Addressing Economic Hardship Key to Preventing Child Welfare System Involvement
This brief summarizes historical policy context and provides an overview of policy, programmatic, analytic, and engagement strategies for leveraging economic supports to promote child and family well-being and prevent maltreatment.
What We Did
Chapin Hall synthesized research on the role of economic hardship in child maltreatment, the impact of historical policy decisions, and the effects of economic supports on family functioning. Based on existing and emerging research, Chapin Hall formulated a conceptual model, theory of change, and set of recommendations for preventing child removal from being the child welfare system’s dominant intervention with families. The resulting brief recommends using economic and concrete supports to effectively prevent child maltreatment and promote family well-being.
What We Found
Research suggests poverty is a key driver of child welfare system involvement and preliminary evidence suggests even modest economic supports can stabilize families and alleviate the need for more intensive intervention. The policy decision to separate economic supports to families from the services available through child welfare programs paired with discretionary reporting mandates and systemic inequities resulted in current pathways to support that are unnecessarily intrusive, punitive, circuitous, and burdensome for families needing financial assistance.
What It Means
We need to develop a collaborative, multi-system approach to address economic hardship by:
- Using economic and concrete supports to help families address basic needs and create safer environments for children to thrive.
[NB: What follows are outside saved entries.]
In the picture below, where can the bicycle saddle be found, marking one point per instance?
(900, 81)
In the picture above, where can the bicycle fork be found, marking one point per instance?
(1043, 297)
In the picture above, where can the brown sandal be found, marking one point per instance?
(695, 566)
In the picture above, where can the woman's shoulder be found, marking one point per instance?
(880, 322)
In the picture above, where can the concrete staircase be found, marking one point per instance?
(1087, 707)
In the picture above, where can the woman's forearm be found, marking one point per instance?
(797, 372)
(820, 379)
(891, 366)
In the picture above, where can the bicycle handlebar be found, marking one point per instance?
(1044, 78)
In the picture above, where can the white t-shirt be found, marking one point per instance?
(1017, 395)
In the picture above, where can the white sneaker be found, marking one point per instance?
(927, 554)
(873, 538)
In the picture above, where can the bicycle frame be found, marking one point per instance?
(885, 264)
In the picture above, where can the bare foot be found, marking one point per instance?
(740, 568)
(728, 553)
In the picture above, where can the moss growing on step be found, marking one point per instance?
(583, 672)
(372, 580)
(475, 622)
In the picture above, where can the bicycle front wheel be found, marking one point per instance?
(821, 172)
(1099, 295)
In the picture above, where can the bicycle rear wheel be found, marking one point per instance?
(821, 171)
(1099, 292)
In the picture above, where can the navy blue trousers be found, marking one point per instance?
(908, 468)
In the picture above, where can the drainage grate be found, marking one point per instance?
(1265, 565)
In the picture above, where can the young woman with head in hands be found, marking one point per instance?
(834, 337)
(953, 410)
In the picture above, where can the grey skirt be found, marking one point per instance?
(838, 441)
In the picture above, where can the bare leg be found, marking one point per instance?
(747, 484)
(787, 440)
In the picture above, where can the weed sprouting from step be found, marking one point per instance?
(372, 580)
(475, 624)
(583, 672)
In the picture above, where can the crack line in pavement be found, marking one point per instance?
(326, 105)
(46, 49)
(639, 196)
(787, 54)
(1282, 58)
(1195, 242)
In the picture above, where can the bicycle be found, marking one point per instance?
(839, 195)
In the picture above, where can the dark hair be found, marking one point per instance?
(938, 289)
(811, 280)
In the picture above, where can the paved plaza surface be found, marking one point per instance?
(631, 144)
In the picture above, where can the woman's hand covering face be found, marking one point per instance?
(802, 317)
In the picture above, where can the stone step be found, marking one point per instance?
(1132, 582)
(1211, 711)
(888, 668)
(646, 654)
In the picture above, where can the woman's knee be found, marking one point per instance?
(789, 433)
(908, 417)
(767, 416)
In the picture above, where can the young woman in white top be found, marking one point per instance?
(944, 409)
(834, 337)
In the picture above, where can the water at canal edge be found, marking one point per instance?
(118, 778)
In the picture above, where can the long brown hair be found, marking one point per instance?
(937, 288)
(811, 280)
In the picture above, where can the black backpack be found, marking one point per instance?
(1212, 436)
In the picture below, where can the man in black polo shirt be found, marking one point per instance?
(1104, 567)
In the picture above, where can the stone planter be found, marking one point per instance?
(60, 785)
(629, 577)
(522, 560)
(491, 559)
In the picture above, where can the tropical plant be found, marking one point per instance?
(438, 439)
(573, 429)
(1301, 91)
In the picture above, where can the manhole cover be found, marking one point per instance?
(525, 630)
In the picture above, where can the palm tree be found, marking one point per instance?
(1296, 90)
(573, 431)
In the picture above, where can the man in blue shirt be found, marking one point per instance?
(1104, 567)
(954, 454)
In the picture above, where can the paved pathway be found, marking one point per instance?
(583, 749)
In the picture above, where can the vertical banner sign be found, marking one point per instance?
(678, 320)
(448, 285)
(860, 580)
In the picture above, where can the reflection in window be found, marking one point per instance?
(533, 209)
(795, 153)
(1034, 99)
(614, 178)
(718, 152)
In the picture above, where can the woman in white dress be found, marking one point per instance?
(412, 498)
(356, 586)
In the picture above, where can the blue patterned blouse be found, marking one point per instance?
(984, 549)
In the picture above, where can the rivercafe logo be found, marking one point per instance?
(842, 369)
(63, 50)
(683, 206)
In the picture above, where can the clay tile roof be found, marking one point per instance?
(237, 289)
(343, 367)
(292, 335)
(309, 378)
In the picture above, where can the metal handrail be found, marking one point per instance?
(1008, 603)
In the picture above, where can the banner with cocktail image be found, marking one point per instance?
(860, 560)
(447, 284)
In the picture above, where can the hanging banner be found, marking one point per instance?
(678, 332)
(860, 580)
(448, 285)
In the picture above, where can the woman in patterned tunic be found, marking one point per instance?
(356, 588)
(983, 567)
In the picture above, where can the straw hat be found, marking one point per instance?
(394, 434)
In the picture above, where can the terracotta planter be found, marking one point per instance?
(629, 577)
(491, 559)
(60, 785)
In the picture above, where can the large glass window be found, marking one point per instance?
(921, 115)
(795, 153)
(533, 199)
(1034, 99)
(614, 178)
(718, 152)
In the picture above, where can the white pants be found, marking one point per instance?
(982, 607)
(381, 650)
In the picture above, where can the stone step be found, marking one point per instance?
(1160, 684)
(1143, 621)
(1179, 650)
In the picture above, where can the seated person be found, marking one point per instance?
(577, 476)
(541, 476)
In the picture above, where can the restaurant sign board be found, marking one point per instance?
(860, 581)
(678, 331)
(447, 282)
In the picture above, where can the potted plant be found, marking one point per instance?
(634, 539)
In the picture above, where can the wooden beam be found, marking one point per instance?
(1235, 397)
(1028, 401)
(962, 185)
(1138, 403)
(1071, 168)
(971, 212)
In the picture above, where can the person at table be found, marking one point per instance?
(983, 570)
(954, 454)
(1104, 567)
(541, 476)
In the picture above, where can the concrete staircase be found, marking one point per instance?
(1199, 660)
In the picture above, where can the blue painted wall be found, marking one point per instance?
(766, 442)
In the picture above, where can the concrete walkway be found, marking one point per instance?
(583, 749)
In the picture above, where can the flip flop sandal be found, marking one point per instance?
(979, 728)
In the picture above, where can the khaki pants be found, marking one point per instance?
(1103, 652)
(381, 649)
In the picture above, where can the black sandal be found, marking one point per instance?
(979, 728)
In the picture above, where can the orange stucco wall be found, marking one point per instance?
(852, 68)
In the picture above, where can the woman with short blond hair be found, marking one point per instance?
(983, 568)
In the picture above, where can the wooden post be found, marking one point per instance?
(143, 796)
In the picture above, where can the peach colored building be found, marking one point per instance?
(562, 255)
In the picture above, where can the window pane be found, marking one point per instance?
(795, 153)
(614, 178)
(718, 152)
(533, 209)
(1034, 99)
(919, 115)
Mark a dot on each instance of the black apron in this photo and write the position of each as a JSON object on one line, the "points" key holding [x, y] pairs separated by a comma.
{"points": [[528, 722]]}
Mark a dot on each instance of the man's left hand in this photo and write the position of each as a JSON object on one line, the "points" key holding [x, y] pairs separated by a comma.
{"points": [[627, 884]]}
- Identifying and building policy levers that can support and encourage practices that stabilize rather than separate families.
- Expanding programmatic capacity to deliver supports collaboratively across human service agencies through new pathways accessible to families who need them.
- Developing a robust data analytic framework to define and identify economic risk as distinct from child maltreatment, measure family well-being, and quantify the impact of economic supports.
- Engaging key stakeholders and individuals with lived experience to ensure that system shifts reflect the priorities and needs of families.